Derek Jeter’s memories of playing in Cleveland include his first major league home run, a swarm of midges and three tough playoff series against the Indians.
“I like this stadium; I’ve always liked coming here to play,” Jeter said Monday before the opener of his final regular-season series in Cleveland. “The fans have always been great.”
The New York Yankees shortstop’s first full season in the big leagues began a day late, thanks to a rare April Fool’s Day snowstorm in Cleveland in 1996.
He hit the first of his 258 homers a day later, on April 2. The 21-year-old rookie sent a 1-0 pitch from Dennis Martinez to left field in the fifth inning of the Yankees’ 7-1 win.
“It was a long time ago, but it was my first opening day,” said Jeter, who appeared in 15 games late in the 1995 season. “First opening day is pretty memorable, it’s pretty special. I was excited for that, we had gotten snowed out the day before. So I had to wait a while, seemed like I had to wait forever. I was fortunate to hit that first one here.”
The Indians plan on giving Jeter a gift before the final game of the series Thursday.

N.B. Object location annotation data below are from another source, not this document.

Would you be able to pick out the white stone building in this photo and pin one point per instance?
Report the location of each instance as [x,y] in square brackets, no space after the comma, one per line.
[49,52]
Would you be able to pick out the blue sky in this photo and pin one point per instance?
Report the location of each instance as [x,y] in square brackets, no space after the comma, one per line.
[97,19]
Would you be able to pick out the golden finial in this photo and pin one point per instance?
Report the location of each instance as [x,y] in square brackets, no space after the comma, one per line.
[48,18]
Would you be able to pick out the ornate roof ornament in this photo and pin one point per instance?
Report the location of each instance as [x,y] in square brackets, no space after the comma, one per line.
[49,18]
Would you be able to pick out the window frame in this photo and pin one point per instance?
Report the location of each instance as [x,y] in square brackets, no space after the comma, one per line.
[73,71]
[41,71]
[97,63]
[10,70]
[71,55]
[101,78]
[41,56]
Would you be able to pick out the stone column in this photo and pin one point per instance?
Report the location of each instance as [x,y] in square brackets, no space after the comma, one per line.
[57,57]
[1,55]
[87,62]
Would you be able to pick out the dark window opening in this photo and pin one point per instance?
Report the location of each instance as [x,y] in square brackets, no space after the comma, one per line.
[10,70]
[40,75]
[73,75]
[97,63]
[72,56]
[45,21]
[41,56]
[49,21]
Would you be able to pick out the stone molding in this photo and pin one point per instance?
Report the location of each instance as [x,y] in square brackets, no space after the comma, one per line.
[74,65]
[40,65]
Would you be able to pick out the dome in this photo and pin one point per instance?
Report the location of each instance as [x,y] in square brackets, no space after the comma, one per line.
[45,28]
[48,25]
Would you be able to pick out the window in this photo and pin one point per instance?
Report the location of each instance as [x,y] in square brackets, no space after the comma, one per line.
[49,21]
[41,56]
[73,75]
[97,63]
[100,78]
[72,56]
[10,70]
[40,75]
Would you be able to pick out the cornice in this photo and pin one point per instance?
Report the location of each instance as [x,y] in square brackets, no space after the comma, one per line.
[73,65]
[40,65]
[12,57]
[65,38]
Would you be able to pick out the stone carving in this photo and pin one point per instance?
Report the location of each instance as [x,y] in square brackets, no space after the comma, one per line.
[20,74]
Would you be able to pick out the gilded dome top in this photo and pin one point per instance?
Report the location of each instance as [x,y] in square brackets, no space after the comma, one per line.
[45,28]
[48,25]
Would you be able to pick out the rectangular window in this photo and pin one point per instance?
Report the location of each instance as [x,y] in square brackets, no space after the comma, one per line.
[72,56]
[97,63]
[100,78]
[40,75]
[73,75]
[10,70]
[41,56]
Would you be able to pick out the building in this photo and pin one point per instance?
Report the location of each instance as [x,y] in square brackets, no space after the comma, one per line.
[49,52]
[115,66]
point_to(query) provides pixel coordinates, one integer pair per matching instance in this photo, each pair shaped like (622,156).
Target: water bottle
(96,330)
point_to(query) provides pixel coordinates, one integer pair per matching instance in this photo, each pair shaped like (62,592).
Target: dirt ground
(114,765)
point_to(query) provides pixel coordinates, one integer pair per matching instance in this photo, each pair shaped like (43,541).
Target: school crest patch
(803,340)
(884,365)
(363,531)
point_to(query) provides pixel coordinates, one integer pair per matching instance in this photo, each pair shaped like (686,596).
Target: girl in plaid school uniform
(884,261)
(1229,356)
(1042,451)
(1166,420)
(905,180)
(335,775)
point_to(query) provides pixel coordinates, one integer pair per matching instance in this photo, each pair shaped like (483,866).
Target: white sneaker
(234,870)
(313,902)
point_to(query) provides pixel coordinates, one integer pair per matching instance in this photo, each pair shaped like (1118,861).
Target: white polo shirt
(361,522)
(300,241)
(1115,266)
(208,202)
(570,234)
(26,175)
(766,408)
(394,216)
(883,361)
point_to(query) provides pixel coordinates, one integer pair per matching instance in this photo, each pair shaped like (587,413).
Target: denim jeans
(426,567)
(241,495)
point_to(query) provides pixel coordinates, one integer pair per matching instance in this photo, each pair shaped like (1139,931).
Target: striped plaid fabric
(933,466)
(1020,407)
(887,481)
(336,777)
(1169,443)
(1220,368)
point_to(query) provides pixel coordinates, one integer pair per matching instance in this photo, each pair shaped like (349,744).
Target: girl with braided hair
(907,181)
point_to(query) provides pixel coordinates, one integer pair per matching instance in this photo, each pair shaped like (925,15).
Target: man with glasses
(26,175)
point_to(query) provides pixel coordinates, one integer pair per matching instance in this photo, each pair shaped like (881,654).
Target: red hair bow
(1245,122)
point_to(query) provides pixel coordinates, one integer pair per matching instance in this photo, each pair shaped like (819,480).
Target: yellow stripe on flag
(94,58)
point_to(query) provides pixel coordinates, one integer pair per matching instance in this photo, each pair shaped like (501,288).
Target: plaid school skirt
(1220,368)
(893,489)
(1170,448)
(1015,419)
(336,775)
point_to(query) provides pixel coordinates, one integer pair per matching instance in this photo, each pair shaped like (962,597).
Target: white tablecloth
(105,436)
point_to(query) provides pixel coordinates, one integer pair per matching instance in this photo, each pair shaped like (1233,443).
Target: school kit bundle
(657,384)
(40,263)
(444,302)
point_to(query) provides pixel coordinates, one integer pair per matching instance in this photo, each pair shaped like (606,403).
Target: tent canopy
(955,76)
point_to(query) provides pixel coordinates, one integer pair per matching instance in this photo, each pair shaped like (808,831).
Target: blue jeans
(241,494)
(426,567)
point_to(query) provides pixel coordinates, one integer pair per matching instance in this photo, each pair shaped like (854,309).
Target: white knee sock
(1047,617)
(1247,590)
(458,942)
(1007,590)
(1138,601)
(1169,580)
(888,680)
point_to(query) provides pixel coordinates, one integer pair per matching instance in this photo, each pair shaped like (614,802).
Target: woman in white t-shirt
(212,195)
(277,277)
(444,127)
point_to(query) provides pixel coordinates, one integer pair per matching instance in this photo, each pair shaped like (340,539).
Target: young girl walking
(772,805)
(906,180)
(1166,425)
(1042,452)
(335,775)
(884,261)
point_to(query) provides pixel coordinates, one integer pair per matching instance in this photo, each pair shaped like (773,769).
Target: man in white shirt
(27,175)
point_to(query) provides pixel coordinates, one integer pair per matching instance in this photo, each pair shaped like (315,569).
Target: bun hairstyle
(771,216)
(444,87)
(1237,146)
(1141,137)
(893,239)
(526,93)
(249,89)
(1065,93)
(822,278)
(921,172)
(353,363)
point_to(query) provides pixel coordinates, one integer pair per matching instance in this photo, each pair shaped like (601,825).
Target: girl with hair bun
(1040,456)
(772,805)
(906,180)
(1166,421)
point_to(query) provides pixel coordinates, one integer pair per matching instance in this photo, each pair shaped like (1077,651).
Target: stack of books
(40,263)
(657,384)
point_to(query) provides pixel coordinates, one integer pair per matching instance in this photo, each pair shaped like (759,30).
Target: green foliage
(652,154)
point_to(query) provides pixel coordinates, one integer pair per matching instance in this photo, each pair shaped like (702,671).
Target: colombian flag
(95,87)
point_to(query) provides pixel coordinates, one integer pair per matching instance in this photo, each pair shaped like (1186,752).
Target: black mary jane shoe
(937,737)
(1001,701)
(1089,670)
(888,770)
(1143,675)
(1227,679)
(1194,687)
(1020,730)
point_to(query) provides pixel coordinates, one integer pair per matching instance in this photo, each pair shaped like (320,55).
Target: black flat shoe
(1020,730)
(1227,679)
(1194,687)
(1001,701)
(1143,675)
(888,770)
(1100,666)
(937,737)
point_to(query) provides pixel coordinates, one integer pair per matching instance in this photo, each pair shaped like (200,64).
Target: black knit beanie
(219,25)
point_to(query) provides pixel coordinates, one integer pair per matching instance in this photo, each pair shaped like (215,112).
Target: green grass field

The Yankees won the World Series that season, but lost to the Indians in five games in the Division Series in 1997. New York defeated Cleveland in six games in the 1998 American League Championship on its way to another World Series title.
The Indians beat the Yankees in four games in the 2007 playoffs. That division series, though, will be best known for the bizarre occurrence in Game 2. With Joba Chamberlain on the mound in the eighth inning, a swarm of tiny bugs called midges swooped in off Lake Erie and buzzed the field. Chamberlain was completely thrown off and allowed the tying run. The Indians won in 11 innings.
“I’ve never seen anything like that before,” Jeter said. “But it was like that for both teams. It wasn’t like they just came out when we decided to go on defense. But that was by far the oddest conditions I’ve played in.”
The Yankees always draw well in Cleveland but the talk of the town so far during this visit has centered on whether NBA star and Ohio native LeBron James will return to play for the Cavaliers. James left Cleveland following the 2010 season to join Miami and is a free agent again.
When asked if James is “coming back to us,” Jeter responded with his usual dry wit.
“Us? You mean us here? ... I have no clue.”